Since Perry and the Polack had been jugged, we hadn't seen much of that cop either. Maybe Perry had talked him into a game of Seven Up or some other time-killer to while away the long hours. Perry was a very persuasive guy.

After that first wild night ashore, there was never again a mass stampede for the Elysian fields below the main street. On occasion some of the guys would wander down that way singly or in pairs.

Early one morning I recall Chips climbing up the gangplank still dressed in his going-ashore clothes with a gentle, satiated smile on his face. He'd invested ten pesos and spent the night. An eye-opener of mate, the native herb tea which is sipped through a metal tube, was thrown in for the same price. Chips said it (the mate) was very good, healthy, and invigorating. He considered his ten pesos well spent.

At breakfast each morning those individuals who couldn't resist the charm of the ladies and had the pesos to spend would bring the latest reports on the personnel and conditions behind the large lighted doors.
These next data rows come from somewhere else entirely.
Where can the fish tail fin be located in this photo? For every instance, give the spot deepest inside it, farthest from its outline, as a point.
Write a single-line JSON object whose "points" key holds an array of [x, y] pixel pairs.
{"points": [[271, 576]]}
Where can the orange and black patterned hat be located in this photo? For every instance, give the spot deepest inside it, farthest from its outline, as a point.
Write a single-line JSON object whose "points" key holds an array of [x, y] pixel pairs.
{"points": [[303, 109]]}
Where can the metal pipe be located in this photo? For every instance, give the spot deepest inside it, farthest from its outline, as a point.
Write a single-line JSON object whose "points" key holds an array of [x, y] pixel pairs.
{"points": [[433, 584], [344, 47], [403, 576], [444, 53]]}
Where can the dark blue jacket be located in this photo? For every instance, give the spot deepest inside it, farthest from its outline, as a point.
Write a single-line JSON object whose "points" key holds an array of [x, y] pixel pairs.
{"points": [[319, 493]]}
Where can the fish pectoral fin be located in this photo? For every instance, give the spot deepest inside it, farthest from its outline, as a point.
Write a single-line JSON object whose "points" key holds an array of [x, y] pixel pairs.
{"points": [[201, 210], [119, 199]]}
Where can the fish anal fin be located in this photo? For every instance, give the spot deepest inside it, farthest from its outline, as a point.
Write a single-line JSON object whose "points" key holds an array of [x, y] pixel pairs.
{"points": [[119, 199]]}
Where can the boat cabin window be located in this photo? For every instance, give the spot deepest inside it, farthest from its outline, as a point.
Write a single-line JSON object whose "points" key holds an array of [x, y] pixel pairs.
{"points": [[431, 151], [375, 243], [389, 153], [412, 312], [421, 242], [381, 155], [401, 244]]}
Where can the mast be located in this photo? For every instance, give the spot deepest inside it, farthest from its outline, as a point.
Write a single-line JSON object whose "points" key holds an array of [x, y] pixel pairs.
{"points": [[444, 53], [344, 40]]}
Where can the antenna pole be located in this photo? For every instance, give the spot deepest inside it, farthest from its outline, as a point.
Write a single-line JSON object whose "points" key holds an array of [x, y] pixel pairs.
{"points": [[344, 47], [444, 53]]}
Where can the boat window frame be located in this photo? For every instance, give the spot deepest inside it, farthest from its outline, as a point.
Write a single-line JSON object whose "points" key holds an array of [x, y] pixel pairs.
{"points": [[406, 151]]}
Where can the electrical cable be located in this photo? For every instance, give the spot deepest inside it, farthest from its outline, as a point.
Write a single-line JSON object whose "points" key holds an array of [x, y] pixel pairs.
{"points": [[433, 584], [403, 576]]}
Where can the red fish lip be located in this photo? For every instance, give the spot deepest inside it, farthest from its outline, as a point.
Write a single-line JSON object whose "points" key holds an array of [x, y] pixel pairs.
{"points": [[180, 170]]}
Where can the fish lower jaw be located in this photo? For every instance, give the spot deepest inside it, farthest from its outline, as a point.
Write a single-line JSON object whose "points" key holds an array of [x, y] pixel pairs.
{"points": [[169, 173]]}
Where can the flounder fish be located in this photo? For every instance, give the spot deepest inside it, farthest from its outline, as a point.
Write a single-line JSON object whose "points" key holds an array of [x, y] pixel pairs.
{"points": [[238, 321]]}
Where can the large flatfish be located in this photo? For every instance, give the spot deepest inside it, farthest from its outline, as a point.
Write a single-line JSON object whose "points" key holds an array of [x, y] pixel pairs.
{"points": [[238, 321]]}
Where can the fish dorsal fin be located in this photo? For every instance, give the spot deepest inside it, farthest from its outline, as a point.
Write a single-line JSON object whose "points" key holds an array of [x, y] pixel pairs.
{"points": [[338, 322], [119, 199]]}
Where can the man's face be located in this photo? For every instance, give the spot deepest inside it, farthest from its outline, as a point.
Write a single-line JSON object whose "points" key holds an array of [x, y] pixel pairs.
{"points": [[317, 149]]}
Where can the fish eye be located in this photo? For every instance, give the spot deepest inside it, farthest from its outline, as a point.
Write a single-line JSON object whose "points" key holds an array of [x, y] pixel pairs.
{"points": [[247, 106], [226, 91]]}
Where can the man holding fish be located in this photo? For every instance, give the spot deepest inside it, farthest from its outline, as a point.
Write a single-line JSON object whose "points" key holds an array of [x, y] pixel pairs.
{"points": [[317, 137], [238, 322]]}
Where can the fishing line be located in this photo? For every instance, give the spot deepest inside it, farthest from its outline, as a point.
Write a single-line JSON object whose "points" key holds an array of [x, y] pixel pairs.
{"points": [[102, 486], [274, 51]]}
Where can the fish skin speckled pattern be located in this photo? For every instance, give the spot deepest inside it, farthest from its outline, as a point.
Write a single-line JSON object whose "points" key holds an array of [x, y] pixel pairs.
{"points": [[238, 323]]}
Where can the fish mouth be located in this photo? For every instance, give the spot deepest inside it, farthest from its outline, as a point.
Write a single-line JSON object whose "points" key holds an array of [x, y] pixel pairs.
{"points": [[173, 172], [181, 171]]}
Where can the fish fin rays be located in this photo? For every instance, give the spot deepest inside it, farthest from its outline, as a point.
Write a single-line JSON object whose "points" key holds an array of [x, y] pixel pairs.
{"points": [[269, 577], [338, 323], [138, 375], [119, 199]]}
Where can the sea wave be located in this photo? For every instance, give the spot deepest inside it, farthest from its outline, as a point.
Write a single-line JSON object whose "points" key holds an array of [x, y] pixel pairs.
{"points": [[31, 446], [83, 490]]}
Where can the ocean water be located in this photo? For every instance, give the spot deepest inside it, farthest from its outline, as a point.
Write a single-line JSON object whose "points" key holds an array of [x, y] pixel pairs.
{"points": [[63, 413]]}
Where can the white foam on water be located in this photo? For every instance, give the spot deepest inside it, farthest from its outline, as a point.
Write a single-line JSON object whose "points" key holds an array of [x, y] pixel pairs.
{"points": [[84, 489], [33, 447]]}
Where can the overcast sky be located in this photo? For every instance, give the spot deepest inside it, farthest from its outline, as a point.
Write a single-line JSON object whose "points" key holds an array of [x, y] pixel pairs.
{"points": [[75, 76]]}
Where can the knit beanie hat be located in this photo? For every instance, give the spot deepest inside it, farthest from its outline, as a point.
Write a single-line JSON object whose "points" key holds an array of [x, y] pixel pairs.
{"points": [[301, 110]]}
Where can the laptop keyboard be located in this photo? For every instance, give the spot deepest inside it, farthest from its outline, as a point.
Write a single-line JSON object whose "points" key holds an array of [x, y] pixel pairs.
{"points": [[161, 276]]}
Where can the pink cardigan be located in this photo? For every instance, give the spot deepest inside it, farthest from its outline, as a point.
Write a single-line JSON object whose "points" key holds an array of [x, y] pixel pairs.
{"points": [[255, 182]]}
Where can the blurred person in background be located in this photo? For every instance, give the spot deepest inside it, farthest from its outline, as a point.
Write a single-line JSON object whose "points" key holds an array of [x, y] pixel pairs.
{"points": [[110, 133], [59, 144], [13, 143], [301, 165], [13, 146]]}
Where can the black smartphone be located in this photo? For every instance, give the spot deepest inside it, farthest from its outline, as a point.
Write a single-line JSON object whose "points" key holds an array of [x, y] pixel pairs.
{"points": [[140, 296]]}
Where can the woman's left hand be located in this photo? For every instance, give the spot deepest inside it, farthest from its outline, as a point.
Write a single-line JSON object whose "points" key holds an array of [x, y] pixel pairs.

But those reports were often confusing and misleading.

For example, if one said, "Hey, remember that big blonde wit' d'red ribbon around her hair—in d'Paris Bar? She ain't dere any more."

And someone would sputter into his oatmeal:

"Ya mean d'one with d'gold toot' in front?"

"Yeah, dat one. She ain't dere any more."

And everybody would try to remember if his relations with the lady in question had ever advanced beyond the stage of a cordial good evening.

But that type of reporting was inaccurate for this reason. The lady in question might have been absent from her particular tramping ground not because of any edict passed by our suave friend, the port medico. There was another handsome diplomat who might have been responsible for tapping the inmates of half the houses within a hundred-mile radius of Buenos Aires.

I mean his Royal Highness the Prince of Wales.

During the couple of weeks we were tied up in Rio Santiago there were big doings in Buenos Aires just twenty miles away and every girl in the district planned to take time off, get dressed up, and go up to see the handsome blond young prince who was touring the world at the time, spreading good will and slipping in occasionally a word for Manchester's cotton goods.

He was being feted everywhere he went and I had seen the ticker-tape parades in his honor in New York. Now he finally had reached Buenos Aires and set all the passionate, feminine hearts of our Latin sister republic aflutter. And those girls in Rio Santiago fluttered with the rest of them and that was all they talked about—their planned visit to Buenos Aires.

So that big blonde dame with the red ribbon around her head and the gold tooth in front might just have gone to stand on a crowded street curb and sigh as the boyish Crown Prince dashed by in an auto. So a lot of guys who might have known her too well may have had nothing to worry about, if they could only be sure which of the two handsome diplomats were responsible for her absence, the young blond one or the older bearded one.